Excerpted from this interview on Democracy Now! with Rami Khouri: 
RAMI KHOURI: What’s happening in Syria right now is the most complex, violent proxy war probably in the modern history of the world. You’ve got every possible fighting force and political identity group working against each other inside Syria, including very local groups, national groups in Syria, the government, opposition groups, Islamist fighters, groups like al-Qaeda, regional powers—Iran, Saudi Arabia, Turkey and others; Israel gets involved—and international powers—the U.S. and the Russian. And they’re all in there fighting, directly, with their armies, with their jet planes. It’s quite extraordinary, the free-for-all going on. And then you’ve got Kurdish groups, and you’ve got Turkish groups. Now, there’s about 10 different battles going on simultaneously. And this is why it’s so difficult to resolve this.

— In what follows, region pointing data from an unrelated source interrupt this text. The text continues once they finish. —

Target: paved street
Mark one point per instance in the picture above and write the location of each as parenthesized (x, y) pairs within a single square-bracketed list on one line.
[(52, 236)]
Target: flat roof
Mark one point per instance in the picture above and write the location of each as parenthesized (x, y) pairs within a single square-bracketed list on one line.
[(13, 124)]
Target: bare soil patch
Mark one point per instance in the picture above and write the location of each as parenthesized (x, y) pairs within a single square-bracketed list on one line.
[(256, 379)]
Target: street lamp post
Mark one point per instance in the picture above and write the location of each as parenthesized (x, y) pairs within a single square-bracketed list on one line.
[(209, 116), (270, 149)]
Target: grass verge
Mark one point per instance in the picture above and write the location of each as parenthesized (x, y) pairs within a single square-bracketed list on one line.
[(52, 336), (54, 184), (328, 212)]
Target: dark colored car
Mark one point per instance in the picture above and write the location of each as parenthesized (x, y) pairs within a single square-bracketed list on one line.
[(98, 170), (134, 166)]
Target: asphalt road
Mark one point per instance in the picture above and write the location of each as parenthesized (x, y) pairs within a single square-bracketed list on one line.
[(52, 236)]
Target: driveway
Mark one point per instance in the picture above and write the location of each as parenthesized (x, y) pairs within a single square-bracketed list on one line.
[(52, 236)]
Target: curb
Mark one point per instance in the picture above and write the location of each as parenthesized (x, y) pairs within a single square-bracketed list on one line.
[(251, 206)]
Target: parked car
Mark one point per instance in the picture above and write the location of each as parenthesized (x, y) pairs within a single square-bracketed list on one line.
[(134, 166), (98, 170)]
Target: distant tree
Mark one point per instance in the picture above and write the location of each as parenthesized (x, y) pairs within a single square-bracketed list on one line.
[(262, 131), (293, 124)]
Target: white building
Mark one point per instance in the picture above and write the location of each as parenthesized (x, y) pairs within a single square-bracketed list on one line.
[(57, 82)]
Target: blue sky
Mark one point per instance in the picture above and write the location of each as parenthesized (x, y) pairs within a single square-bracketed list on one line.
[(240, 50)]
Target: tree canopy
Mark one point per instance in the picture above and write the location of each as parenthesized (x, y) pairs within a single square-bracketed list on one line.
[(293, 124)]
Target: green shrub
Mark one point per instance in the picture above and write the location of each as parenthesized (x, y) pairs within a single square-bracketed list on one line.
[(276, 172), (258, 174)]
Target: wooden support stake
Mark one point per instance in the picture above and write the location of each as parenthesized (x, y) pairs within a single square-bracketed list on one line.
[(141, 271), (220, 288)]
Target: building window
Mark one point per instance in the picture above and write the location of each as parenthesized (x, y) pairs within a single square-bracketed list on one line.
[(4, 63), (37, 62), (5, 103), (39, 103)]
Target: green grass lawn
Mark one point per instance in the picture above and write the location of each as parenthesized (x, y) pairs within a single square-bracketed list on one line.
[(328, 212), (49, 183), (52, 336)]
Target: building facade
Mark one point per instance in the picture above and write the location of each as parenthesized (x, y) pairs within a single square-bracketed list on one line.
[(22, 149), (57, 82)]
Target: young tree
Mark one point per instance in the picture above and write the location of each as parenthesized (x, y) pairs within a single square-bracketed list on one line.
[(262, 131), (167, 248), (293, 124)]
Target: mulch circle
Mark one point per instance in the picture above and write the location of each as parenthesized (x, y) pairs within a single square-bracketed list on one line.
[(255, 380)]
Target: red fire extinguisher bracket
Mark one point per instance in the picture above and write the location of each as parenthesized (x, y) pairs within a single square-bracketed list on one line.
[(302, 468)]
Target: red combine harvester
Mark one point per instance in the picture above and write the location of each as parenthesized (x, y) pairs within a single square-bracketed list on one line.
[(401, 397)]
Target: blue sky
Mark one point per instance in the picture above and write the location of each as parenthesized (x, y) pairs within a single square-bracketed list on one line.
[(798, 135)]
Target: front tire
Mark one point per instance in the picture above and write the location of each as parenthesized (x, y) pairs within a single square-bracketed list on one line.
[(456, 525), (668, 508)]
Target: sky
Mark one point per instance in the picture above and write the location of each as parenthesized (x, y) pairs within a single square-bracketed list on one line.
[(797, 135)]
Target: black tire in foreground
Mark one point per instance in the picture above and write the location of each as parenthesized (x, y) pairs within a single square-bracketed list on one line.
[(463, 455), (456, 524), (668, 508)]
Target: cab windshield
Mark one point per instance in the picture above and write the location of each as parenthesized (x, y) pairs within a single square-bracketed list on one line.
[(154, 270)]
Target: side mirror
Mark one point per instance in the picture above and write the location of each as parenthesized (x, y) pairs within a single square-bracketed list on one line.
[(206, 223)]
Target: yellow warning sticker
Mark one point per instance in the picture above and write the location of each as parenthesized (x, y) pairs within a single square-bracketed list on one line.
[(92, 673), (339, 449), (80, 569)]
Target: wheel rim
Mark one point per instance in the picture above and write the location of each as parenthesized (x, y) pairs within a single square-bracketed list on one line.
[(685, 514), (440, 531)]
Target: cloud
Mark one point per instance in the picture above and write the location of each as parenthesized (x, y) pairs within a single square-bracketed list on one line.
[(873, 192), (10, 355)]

This is the culmination of the last century of chaos in terms of national self-determination and state-building in the Arab world, from world—the fall of the Ottoman Empire around World War I until now. We’ve had a hundred years of state-building, nationhood and citizenship that have largely not worked very well in most Arab countries. The exception are those few that have a lot of money, like in the Gulf, and therefore could provide for all their citizens’ needs. But even there, we don’t have any kind of genuine participatory self-determination and political accountability. So, we have states that don’t work very well. And Syria and Iraq and Libya and Yemen today—four countries—and Somalia, before them—five Arab countries—are the epitome of states that don’t work very well. Regional powers get involved. Foreign powers get involved. There’s a free-for-all. And we have war. We have cholera. We have refugees. We have terrorism. Every possible bad thing is happening. And Syria is the absolute high watermark of this kind of problem, and it’s not going to be easy to solve.